- Location: East Kutai Regency and Berau Regency, East Kalimantan, Indonesia
- Nearest city: Samarinda
- Coordinates: 0°08′01″S 116°36′29″E﻿ / ﻿0.133665°S 116.608165°E
- Area: 105,000 hectares (1,050 km^{2})

= Sangkulirang-Mangkalihat Karst =

Karst area in Indonesia

The Sangkulirang-Mangkalihat Karst is a karstique area in Sub Kelay, Biatan, Talisayan, Batu Putih, and Biduk-biduk Berau districts of East Kalimantan province on the island of Borneo in Indonesia. It covers an area of 105,000 hectares, including the Mangkalihat Peninsula.

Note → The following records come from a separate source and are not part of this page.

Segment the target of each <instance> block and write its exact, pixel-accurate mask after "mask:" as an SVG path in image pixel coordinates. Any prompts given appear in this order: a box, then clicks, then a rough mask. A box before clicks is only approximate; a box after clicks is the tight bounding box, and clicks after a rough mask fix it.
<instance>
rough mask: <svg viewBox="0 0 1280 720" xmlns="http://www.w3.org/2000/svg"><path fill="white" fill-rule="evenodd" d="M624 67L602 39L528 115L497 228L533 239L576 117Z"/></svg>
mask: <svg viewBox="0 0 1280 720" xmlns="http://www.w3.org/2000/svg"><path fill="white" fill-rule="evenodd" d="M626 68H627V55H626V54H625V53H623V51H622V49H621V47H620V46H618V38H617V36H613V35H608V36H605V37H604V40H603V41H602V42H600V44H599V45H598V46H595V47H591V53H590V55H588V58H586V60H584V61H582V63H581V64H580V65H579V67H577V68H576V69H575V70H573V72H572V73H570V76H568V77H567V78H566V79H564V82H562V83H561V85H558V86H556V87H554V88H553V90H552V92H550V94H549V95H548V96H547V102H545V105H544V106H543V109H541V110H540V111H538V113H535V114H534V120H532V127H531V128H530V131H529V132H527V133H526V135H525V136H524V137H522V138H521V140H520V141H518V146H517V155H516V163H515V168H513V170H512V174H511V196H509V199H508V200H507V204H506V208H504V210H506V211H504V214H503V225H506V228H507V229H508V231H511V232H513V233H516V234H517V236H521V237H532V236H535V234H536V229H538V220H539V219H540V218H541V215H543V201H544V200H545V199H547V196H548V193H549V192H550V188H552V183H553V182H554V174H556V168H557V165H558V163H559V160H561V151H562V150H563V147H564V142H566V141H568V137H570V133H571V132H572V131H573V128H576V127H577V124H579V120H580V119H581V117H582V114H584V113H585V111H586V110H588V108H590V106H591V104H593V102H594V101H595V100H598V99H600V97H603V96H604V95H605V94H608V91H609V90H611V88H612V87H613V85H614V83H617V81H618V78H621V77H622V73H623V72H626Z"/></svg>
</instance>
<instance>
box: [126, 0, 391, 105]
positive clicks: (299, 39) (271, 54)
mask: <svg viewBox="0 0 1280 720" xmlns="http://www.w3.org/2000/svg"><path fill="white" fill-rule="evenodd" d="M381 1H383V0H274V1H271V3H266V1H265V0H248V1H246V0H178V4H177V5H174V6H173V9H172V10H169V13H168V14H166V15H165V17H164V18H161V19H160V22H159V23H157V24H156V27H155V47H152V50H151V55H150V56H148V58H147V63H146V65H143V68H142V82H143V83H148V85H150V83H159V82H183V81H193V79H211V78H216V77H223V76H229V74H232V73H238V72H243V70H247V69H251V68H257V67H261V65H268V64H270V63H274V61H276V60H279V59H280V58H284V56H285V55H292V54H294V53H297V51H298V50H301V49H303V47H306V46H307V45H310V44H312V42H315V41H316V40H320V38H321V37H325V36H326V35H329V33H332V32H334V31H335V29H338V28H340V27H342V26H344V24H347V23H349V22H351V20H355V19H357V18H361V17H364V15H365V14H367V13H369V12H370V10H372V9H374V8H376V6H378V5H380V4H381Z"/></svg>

In May 2015, it has been nominated for inclusion in the UNESCO World Heritage Site list. The cave paintings within the caves in the Sangkulirang-Mangkalihat karsts was suggested to be a Geopark in April 2017. The paintings were researched extensively by Indonesia's Heritage Preservation Hall (BPCB) for its preservation. The closest major airport to the geopark is Samarinda International Airport.

==Flora and fauna==
The area is upstream of five major rivers in Berau and East Kutai, namely Tabalar River, Lesan River, Pesab River, Bengalon River and Karangan River. There is existence of ancient relics, among others, caves, palms, bones and teeth of ancient creatures. According to the results of a 2004 biological expedition by The Nature Conservancy and the Indonesian Institute of Sciences has identified 120 bird species, 200 species of insects, one giant cockroach, 400 species of flora and 50 species of fish. Even from the region precisely in Beriun Mountain, there is orangutan habitat.